Our final policy position reflects our view that the planning system requires co-operation from all parties to work together effectively to deliver good quality development. It is clear that there are many different views on how that can best be achieved, and that this is a key issue for the wider review of national planning policies to consider further.
The amended interim policy is intended to make the system more transparent, fairer and more consistent with these objectives, ahead of National Planning Framework 4 being adopted in 2022.
The consultation process
We considered the consultation to be necessary, as a result of recent litigation and complexity arising from certain parts of the Scottish Planning Policy. Some of the proposed changes also aimed to respond to the impact of COVID-19 on the planning system and housing developments. Overall, views on the proposals were divided, with some supporting the changes and others opposing them.
Some responses expressed concern about the consultation process, its timing and the lack of a transition period, forewarning or scope for earlier involvement. Issues included the scale and significance of the changes proposed (with suggestions that the paper's title and assessments underplay its impacts), a perceived lack of supporting evidence and impact assessments, the accessibility / language used in the consultation paper and presentation of the proposals as relating only to housing matters rather than wider development proposals.

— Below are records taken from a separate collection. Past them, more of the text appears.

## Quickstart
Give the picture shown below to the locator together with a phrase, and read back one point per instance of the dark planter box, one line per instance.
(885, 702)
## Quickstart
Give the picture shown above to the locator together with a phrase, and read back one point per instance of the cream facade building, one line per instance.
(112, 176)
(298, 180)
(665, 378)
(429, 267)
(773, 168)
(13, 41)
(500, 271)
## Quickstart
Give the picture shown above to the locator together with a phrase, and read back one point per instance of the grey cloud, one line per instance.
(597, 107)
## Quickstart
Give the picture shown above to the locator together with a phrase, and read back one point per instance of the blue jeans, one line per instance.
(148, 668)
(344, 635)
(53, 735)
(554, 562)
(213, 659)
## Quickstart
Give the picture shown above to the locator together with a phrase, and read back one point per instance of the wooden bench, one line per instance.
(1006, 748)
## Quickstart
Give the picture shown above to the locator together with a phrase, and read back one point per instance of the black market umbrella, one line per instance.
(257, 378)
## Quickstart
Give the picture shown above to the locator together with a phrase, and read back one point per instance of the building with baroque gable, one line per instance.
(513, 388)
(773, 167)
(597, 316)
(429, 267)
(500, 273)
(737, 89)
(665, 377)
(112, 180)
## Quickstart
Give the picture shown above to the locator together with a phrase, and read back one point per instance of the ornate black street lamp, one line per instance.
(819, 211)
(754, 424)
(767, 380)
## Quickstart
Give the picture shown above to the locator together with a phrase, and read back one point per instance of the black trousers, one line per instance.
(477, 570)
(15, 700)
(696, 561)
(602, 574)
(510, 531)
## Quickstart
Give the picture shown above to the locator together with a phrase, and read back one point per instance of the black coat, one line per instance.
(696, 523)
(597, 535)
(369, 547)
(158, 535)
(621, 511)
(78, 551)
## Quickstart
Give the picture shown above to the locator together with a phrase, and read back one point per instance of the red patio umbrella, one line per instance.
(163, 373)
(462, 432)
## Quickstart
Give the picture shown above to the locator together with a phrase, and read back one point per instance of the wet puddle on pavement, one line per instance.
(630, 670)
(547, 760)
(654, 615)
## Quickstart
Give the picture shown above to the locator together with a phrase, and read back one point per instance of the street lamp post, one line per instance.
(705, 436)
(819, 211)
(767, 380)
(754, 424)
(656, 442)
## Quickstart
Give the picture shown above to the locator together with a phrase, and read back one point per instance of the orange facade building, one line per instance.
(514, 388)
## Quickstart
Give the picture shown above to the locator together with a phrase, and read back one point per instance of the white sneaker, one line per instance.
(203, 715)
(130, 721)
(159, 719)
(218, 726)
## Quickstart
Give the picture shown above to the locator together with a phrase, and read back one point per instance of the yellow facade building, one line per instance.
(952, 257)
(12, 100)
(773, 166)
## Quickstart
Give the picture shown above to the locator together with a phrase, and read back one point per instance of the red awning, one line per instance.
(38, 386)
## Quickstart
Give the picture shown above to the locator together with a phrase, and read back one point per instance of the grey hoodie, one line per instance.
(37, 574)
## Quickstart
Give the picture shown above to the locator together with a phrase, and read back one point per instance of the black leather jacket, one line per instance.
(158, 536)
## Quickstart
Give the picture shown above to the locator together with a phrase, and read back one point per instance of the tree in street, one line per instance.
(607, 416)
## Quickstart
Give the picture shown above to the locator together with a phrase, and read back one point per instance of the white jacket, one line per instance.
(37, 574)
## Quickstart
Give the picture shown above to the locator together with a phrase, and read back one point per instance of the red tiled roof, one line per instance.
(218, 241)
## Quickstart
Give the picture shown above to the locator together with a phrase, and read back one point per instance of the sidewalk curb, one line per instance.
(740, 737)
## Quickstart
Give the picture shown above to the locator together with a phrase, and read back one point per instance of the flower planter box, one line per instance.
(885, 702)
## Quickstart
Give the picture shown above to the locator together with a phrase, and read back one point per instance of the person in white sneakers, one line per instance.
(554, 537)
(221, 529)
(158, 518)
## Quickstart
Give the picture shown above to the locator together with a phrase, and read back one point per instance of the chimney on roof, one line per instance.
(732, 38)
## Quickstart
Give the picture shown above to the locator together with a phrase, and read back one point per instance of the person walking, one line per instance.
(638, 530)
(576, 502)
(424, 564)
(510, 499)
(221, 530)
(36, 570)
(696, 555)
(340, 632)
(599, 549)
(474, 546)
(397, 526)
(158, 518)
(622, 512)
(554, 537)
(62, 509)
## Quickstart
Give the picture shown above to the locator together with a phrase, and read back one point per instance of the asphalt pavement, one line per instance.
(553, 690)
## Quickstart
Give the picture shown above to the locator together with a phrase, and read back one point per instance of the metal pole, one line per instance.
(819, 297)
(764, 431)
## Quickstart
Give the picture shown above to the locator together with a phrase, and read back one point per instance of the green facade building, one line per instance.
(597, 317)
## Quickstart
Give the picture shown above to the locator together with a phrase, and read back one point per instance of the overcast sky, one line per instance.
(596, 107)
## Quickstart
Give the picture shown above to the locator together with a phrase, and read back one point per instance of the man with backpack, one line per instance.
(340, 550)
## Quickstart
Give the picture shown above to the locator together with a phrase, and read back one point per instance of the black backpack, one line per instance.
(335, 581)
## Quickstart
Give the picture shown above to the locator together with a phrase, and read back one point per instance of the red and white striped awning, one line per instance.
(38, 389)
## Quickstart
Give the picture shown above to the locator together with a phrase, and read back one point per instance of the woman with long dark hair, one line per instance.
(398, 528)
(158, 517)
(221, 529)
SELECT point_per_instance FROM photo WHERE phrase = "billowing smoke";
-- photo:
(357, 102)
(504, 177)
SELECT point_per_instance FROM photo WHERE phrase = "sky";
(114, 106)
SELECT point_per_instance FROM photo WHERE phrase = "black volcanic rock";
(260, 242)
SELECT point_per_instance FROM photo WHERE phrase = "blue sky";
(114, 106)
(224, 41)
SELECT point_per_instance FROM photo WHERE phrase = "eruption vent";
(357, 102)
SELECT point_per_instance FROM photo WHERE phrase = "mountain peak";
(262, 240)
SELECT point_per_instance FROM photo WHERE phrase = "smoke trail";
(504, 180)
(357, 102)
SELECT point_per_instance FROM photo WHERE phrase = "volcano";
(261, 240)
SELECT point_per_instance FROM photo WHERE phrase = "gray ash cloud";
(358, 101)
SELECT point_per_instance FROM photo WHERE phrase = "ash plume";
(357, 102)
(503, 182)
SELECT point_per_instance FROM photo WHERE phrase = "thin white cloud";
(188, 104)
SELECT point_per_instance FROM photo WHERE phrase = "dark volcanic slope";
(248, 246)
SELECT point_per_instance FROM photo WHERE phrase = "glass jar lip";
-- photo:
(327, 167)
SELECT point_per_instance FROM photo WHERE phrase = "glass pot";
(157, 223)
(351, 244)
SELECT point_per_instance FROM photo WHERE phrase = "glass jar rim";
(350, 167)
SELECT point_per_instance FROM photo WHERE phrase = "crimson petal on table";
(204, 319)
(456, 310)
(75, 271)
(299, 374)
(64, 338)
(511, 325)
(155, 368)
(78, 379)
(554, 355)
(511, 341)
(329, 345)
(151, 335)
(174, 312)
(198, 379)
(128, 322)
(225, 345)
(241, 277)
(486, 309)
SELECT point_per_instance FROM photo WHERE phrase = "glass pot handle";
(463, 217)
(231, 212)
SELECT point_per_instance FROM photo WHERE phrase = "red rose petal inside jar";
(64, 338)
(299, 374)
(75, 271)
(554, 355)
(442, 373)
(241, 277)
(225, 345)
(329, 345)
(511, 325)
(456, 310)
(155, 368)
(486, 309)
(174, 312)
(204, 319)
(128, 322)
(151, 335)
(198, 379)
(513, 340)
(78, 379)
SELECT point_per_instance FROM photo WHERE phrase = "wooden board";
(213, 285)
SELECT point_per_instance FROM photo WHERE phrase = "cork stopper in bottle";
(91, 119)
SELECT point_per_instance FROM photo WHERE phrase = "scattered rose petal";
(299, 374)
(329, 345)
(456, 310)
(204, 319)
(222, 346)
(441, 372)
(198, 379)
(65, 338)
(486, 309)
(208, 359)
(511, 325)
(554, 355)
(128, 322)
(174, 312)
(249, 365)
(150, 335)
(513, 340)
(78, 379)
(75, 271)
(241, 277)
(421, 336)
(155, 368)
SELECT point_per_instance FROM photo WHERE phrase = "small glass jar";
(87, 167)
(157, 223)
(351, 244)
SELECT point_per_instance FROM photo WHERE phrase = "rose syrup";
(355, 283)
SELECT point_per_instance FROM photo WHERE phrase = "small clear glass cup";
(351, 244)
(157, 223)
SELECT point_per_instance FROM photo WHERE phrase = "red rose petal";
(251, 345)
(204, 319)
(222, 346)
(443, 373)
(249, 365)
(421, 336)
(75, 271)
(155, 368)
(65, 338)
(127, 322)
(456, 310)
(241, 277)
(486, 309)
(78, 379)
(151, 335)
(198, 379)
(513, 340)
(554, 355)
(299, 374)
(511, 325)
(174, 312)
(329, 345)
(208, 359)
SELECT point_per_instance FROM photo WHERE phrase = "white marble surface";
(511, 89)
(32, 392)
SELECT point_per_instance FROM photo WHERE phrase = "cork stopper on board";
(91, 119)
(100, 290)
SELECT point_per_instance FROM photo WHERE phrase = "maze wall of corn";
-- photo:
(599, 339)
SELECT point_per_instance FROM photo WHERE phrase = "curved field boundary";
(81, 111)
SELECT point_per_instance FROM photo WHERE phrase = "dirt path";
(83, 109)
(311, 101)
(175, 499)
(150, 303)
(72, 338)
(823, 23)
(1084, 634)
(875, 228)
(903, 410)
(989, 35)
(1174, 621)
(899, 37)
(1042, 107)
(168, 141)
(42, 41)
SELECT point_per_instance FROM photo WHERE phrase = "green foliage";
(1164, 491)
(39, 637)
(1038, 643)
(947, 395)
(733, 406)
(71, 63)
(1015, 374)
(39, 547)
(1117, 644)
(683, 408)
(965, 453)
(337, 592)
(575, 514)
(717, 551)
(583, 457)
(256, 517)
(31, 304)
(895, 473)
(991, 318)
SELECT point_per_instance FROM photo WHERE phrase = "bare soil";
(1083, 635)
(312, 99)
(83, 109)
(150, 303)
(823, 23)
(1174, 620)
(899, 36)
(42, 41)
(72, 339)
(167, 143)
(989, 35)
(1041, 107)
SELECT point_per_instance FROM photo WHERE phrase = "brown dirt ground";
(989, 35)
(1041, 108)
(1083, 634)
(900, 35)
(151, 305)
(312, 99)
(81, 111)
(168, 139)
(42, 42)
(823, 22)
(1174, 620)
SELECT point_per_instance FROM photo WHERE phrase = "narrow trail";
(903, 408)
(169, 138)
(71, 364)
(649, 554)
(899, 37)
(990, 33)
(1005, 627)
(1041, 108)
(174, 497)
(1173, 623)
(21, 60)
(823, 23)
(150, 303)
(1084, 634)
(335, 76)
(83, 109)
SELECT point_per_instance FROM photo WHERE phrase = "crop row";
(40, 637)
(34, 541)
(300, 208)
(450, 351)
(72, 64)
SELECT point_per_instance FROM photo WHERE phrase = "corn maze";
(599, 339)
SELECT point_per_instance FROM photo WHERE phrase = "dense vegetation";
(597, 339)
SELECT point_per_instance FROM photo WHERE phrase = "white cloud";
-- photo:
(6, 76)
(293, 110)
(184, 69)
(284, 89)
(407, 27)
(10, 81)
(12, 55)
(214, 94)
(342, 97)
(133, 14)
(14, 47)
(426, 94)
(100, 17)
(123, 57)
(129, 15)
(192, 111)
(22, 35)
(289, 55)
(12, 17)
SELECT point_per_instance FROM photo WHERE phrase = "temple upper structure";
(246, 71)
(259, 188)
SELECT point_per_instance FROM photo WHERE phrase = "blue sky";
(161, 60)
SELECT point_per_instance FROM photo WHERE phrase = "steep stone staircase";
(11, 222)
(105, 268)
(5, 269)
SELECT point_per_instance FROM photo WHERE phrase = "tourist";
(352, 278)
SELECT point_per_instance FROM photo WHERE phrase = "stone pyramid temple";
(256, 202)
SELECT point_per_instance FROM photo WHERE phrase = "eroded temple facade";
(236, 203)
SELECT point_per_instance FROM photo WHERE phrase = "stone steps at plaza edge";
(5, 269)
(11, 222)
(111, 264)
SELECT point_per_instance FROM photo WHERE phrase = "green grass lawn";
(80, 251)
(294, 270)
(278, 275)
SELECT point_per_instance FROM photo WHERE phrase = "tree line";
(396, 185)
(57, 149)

In response to these views:
- There was a good level and range of responses to the consultation. We received 244 responses by the deadline from a wide range of stakeholders including public and private sector organisations, community groups and individuals, as set out in the independent consultation analysis report. This number and range exceeds the response from the consultation undertaken when the presumption was introduced in the 2014 version of the Scottish Planning Policy (160 responses).
- There is no evidence to suggest there was widespread or universal dissatisfaction with the consultation process. In response to a specific question on the Citizen Space platform, a minority of respondents (28) who expressed a view felt dissatisfied with the consultation, a majority (83) were satisfied, and the remainder did not express a view or a preference either way.
- The title of the consultation was not intended to minimise its importance. This is undoubtedly a complex area of planning, the paper was titled as a 'technical consultation' to accurately describe its content, rather than as an attempt to minimise its significance. We fully appreciate the importance of the issues and this is reflected in our decision to formally consult on the proposals.
- We provided extra support to a range of stakeholders. To help stakeholders understand the proposals, we offered support to a range of representative organisations by meeting with them to answer their questions and clarify issues.
- Sufficient time was allowed for responses. The consultation period was of sufficient length to allow respondents to submit their views in a timely manner.
- Overall this has been a meaningful and effective consultation. Whilst we recognise that this is a difficult topic for some people to engage with, taking into account the number and range of responses we have received, we do not agree with assertions that this consultation has been underplayed or that people have not had an opportunity to express their views as a result.